Watts is now one of our most esteemed critics.

I had a close acquaintance with Harrison Ainsworth among novelistic editors; he tried to obtain for me the separate publication of “Valdarno,” and, failing, wrote me his confident belief that it must be resuscitated one day.

Ainsworth was a manly and handsome-looking person. His romances gave great pleasure to the readers of his time, which showed how willing people are to live others’ lives without the penalties, though they would very firmly decline living their own over again, without the experience they had too late acquired.

I suppose, in reading every novel, one tastes of all the vices and virtues that have ever been indulged in. One likes to be great and generous vicariously; one even enjoys the sufferings of the wicked at second hand, and to commit even murder on the like terms.

We have all the character, in substrata, not only of the savage, but of the wild beast, of the vulture, of the shark, of the boa constrictor, of the clawed crab, of the animalcule itself. Some feel this, some are wholly unconscious of it until it is accidentally roused, some possess it only in a state of inanimate suppression.
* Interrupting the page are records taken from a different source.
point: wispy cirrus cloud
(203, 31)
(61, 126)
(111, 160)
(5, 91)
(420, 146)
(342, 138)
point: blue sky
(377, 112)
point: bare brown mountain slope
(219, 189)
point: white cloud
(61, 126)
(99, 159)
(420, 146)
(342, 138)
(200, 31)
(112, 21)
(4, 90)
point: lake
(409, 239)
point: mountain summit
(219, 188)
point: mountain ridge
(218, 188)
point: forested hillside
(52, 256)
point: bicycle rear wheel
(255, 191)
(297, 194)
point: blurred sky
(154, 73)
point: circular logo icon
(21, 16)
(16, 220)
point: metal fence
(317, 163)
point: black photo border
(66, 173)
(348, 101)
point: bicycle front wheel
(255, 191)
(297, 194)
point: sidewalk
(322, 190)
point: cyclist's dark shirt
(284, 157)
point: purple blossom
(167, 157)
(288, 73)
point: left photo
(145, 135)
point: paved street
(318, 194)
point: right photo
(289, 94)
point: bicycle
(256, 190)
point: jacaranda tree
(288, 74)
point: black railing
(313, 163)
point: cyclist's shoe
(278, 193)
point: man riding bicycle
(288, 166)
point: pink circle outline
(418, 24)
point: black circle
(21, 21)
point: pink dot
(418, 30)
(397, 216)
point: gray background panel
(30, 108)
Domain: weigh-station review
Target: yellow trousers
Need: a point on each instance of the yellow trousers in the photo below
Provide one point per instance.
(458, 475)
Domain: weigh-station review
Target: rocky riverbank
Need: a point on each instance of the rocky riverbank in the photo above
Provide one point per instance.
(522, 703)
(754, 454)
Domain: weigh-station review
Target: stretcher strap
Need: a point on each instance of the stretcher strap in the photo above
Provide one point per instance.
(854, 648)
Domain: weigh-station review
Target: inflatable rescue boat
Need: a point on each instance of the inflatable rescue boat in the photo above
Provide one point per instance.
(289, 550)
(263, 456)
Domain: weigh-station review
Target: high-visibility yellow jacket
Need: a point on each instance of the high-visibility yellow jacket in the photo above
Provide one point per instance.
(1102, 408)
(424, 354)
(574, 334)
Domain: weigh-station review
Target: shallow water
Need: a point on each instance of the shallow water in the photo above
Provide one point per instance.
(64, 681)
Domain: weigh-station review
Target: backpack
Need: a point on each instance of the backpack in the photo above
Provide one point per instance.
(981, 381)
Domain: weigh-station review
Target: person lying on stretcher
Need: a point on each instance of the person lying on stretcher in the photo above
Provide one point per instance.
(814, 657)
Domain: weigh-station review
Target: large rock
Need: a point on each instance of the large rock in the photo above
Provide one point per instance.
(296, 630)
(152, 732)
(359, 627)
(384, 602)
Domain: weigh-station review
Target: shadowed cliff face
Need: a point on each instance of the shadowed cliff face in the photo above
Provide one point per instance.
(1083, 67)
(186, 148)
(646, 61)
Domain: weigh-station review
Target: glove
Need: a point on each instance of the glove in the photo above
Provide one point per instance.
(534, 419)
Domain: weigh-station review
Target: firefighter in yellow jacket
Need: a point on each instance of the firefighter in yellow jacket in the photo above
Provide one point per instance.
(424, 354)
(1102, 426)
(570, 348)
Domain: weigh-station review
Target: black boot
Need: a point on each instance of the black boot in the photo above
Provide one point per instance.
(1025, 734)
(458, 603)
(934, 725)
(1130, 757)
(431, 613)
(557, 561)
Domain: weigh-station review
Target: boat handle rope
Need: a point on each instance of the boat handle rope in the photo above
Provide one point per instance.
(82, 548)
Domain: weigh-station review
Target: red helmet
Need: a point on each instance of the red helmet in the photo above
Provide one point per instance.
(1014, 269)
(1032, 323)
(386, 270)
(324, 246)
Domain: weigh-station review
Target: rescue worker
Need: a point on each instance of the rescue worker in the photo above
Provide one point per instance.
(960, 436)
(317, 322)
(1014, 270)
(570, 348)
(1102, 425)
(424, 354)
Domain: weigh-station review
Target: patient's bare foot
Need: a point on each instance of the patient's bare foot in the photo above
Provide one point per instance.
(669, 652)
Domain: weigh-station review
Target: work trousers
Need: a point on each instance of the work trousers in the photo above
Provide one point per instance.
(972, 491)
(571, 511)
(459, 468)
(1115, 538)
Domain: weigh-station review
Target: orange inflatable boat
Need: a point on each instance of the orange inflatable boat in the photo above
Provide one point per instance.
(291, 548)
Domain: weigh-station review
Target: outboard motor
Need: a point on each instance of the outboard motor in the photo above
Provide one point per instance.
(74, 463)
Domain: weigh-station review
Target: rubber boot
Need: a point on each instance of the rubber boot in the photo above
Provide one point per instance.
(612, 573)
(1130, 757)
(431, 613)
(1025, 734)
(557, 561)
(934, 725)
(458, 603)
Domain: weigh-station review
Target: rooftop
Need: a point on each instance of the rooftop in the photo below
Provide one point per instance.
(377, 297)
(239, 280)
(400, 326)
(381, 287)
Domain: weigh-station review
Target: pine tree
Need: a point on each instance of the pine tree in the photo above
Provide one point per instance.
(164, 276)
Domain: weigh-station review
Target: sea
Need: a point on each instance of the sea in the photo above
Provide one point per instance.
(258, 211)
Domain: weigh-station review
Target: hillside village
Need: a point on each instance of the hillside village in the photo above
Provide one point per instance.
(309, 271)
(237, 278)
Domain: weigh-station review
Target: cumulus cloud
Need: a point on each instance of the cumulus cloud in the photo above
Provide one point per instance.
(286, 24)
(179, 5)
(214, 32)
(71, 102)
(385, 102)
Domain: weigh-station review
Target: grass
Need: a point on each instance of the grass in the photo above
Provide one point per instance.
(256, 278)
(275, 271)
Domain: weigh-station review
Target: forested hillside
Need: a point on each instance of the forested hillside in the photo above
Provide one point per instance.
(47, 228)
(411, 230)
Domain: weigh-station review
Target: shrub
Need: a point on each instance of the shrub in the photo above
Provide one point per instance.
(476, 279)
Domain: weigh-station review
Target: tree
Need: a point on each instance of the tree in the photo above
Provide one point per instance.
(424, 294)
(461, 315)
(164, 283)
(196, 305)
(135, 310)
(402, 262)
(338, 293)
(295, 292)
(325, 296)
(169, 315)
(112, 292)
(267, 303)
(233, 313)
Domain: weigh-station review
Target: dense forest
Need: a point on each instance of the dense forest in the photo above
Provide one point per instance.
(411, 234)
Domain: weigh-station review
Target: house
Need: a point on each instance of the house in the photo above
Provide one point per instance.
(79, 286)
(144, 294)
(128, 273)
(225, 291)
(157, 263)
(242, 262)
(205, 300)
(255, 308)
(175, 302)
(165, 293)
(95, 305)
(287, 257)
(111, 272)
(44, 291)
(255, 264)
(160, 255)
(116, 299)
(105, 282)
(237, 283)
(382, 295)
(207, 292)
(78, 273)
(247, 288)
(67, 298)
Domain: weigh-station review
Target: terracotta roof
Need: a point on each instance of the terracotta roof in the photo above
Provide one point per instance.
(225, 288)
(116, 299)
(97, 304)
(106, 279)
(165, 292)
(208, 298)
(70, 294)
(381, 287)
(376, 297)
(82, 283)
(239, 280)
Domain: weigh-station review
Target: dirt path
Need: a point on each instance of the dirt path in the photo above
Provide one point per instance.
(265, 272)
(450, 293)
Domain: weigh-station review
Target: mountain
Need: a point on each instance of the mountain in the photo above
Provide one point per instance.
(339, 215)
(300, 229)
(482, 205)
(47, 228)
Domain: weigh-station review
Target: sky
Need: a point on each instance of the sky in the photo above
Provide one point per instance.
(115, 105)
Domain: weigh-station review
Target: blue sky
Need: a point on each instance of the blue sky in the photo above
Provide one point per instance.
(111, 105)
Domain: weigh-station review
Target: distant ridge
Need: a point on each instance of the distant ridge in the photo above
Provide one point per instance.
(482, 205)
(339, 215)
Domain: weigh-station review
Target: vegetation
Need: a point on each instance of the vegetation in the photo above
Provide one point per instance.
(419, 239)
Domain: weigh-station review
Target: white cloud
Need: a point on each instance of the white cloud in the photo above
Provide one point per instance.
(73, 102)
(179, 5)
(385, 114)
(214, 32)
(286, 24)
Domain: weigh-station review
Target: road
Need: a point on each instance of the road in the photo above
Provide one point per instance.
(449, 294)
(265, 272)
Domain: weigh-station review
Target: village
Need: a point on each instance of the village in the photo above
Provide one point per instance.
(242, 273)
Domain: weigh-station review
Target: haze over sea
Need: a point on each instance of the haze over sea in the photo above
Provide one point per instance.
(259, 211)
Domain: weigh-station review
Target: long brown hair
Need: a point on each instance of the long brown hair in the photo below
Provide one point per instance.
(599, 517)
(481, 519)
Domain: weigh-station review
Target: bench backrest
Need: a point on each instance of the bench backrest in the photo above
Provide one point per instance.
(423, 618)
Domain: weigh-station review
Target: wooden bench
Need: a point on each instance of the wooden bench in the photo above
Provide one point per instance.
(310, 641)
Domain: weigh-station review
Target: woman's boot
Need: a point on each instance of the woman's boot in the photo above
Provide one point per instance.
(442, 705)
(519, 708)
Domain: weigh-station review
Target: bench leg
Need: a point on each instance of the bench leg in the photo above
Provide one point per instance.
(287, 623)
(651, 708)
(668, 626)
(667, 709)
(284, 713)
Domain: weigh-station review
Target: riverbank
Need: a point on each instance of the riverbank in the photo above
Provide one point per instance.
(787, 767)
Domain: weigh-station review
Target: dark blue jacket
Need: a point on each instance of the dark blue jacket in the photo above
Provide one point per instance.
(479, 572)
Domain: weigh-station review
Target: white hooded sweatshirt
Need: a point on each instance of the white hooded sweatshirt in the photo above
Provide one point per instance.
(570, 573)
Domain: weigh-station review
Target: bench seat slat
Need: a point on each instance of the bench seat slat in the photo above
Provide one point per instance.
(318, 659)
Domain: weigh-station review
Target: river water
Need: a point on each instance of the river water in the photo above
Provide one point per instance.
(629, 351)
A novel founded on vulture life would have a great run. It should dwell on the domestic virtues of the bird, and show how it held an appointment under Providence to follow in the wake of armies.

One of the finest novels I have read of late years is that of Mr. Eden, entitled “George Donnington,” a work replete with experiences, sympathetic in character, in purpose wise; less a fiction than a narrative of true Russian life, and written with as firm a hand as was ever trained for literary success.

Though I could wish to have done with the “strange eventful history” of a life, thus lived over again, I must not rush on too fast, but must revert to “Parables and Tales.”

The publisher of “Madeline” asked me to add four more poems to “Old Souls,” and the three others of the same metre, for an illustrated work; accordingly, I gave him “Mother and Child,” “The Blind Boy,” “The Cripple,” and “Old Morality.”

One morning at Cheyne Walk I read “The Cripple” to Rossetti and Hüffer, and saw them both in tears.